Part 2 - Active Learning and Learning Strategies.

 

In Part II of our Future of Jobs Dialogic Panel series, we look at the second highest skill highlighted by the World Economic Forum as being essential for future-readiness - Active Learning and Learning Strategies. 

 

Learning Strategies

The WEF describes "Learning strategies" as "Capacities for teaching others how to do something, including selecting and using training/instructional methods and procedures appropriate for the situation when learning or teaching new things."

This interpretation emphasises 'teaching others how to do things', which assumes that someone doing the teaching knows how to do the thing being taught. This is NOT the case with innovation, emergent learning, team learning, etc. - all of which are increasingly important in an increasingly uncertain and unpredictable world.

Learning strategies within the WEF report are akin to models of situational leadership, in which people are promoted to positions of authority simply because of their technical expertise, directing, supporting, coaching and delegating according to the relative technical skills of their subordinates. While this was an effective model in the industrial age, it is unsuited to the complex cross-functional teamwork of the digital age, and will hinder the possibility of organisations developing future-fit cultures of innovation, agility and adaptiveness.
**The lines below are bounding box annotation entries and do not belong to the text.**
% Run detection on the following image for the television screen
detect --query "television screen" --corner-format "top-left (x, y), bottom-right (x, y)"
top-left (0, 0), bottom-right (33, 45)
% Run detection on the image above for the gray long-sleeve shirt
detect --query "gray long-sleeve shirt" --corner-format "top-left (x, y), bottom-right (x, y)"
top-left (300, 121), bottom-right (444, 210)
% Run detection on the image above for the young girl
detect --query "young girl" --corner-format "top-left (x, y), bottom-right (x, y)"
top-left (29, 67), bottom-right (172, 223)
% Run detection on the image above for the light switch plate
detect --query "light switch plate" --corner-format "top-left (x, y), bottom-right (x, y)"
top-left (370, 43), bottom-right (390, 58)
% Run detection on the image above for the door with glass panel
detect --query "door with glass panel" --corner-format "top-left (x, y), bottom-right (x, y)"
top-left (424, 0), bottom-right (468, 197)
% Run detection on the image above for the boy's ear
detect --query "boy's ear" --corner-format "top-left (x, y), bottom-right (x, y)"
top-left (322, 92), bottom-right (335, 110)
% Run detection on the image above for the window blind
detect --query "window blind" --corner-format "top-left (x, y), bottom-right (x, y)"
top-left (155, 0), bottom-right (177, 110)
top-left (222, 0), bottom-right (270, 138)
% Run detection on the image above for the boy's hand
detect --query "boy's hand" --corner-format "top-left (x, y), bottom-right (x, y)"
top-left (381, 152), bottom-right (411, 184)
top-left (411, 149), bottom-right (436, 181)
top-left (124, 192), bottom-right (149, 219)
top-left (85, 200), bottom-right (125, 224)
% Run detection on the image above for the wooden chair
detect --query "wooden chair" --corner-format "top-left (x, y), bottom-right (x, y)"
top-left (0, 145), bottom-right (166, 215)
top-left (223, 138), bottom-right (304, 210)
We will explore how contemporary learning strategies require more interaction, experimentation, collaboration and iteration than traditional models, and how organisations might implement such strategies today. 

 

Active Learning

In further exploring this provocation, we will look at the WEF’s second highlighted concept - active learning - and suggest it is only a partial solution to the need for effective organisational learning. Research has clearly indicated that effective, real-world learning is only possible if it includes both active and passive learning components.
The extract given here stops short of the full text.